Desde então, o Rhino, cuja marca registrada é um rinoceronte, se esforça para se estabelecer como centro cultural alternativo, oferecendo gastronomia e também espaços para música experimental.

Porém a venda do complexo em 1998 a um novo proprietário trouxe medo e apreensão para os moradores. Com razão: o pedido de renovação dos prédios foi autorizado pela administração da cidade em 2004. A ordem de evacuação foi entregue aos moradores um ano depois. Ao mesmo tempo, todas as negociações entre as duas partes terminaram sem sucesso.

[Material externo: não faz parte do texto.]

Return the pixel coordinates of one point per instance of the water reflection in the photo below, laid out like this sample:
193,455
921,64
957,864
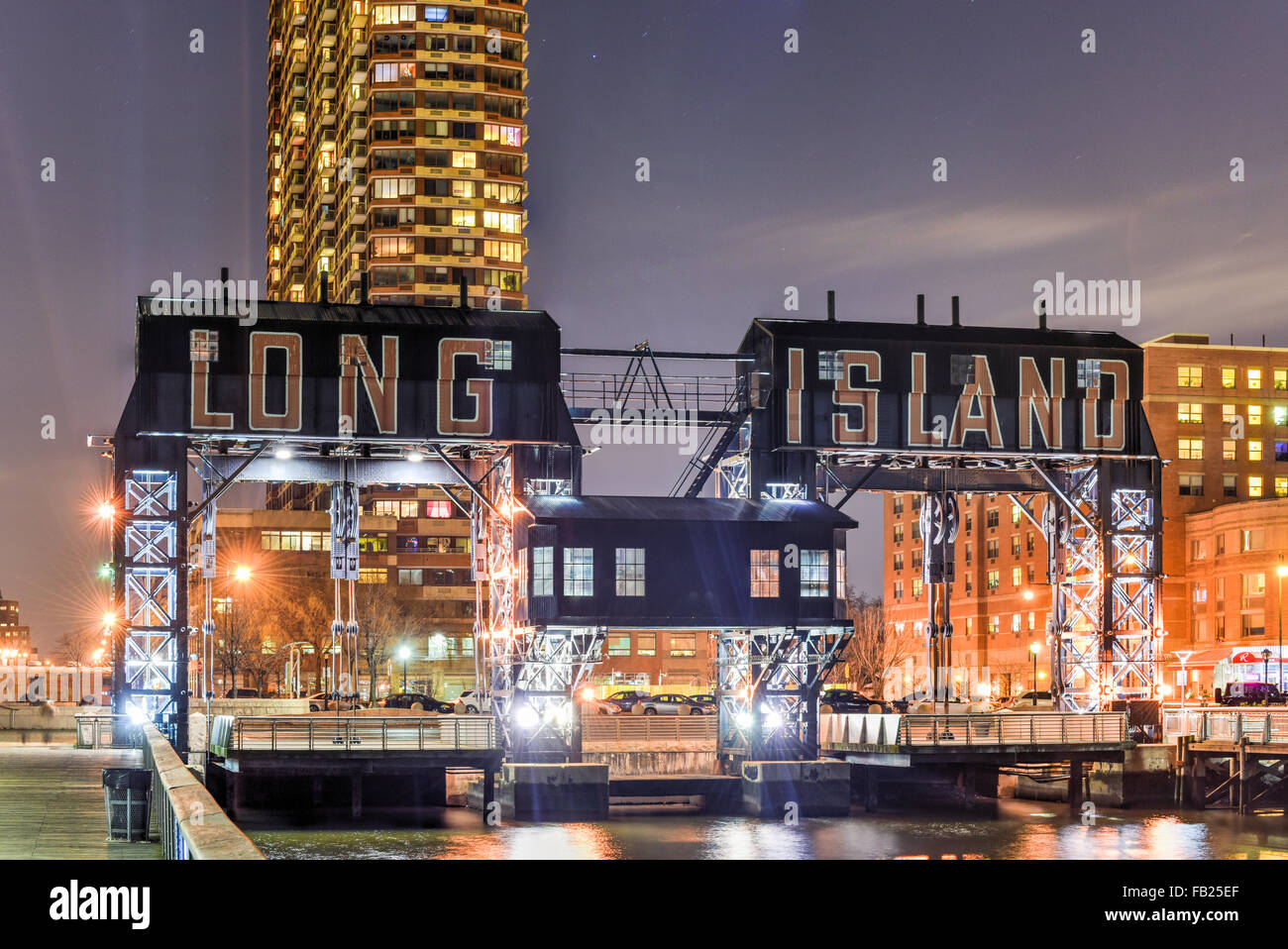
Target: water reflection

– Desde o início já queríamos pagar aluguéis. Mas o principal objetivo sempre foi manter o caráter comunitário do Rhino. Infelizmente não foi possível negociar com o proprietário. Agora queremos ficar nos prédios e deixá-los fora do mercado imobiliário, para que eles possam ser utilizados como moradias à preços moderados.

Briga programada

Jean Rossiaud, sociólogo da Universidade de Genebra, acredita que se nenhuma solução for encontrada nas próximas semanas, o final desse caso pode ser trágico.

Para ele, o Rhino continua sendo um símbolo forte na luta dos partidos de esquerda contra a especulação imobiliária, de prédios vazios e de aluguéis extremamente elevados que caracterizam Genebra desde os anos 80.

Em meados dos anos 90, Genebra era uma das cidades européias com o maior número de casas ocupadas: 140 casas e cerca de mil sem-tetos. A ocupação ocorreu com a conivência das autoridades, que também reconheciam o problema criado pelas centenas de propriedades vazias por especulação.

A explicação do fenômeno está no fato das autoridades cantonais terem fechados os olhos ao problema, devido à existência de cinco mil prédios e casas deixados propositalmente vazios pelos seus proprietários.

Porém a chegada de novos proprietários, com recursos suficientes para renovar essas centenas de propriedades, fez com que ordens de despejo fossem enviadas aos quatro cantos da cidade.

– Squats como o Rhino são vistos pela população de Genebra como algo mais importante do que simples casas ocupadas. Elas também são símbolos na luta contra a especulação imobiliária. Existe uma fama em torno do Rhino e eu acredito que se as autoridades autorizarem a expulsão dos seus moradores, eles irão se defender nas ruas. Tudo depende se a justiça e os partidos de direita irão querer ou não um conflito – analisa Rossiaud.

De uma coisa, o sociólogo está certo: seja o Rhino for desocupado ou “institucionalizado” pelo cantão, isso será o capítulo final da história do movimento de casas ocupadas em Genebra.

Linha final

O promotor público de Genebra, Daniel Zappelli, explica à swissinfo que existem apenas dois meios para evitar a execução da ordem de despejo: uma delas é se os moradores abandonarem suas casas livremente; a outra é se eles chegarem a um acordo com o proprietário dos prédios.

– Se não houver um acordo, não existe saída para o despejo. Nesse caso, se os moradores não partirem livremente, eles serão retirados à força pela polícia – reforça Zappelli.

O promotor lembra também que o abaixo-assinado pedindo a compra dos prédios pelo governo não irá interromper os moinhos da justiça. Caso os ocupantes ilegais abandonem o Rhino, o complexo deve ser transformado em centro habitacional com aluguéis reduzidos, para diminuir o déficit crônico de habitações em Genebra.

– Se for preciso escolher entre a ocupação ilegal e a criação de novos apartamentos, é óbvio que prefiro a segunda solução – conclui.

swissinfo, Adam Beaumont

De acordo com o sociólogo Jean Rossiaud, a primeira onde de ocupação de casas abandonadas ocorreu em Genebra por volta dos anos 80.

O “Rhino” faz parte da segunda leva de ocupação de casas e é visto como uma reação à crescente especulação imobiliária na segunda maior cidade da Suíça.

A terceira onda de ocupações ocorreu na metade dos anos 90, como resposta ao número crescente de prédios e casas vazios em Genebra: 4.877 em 1996.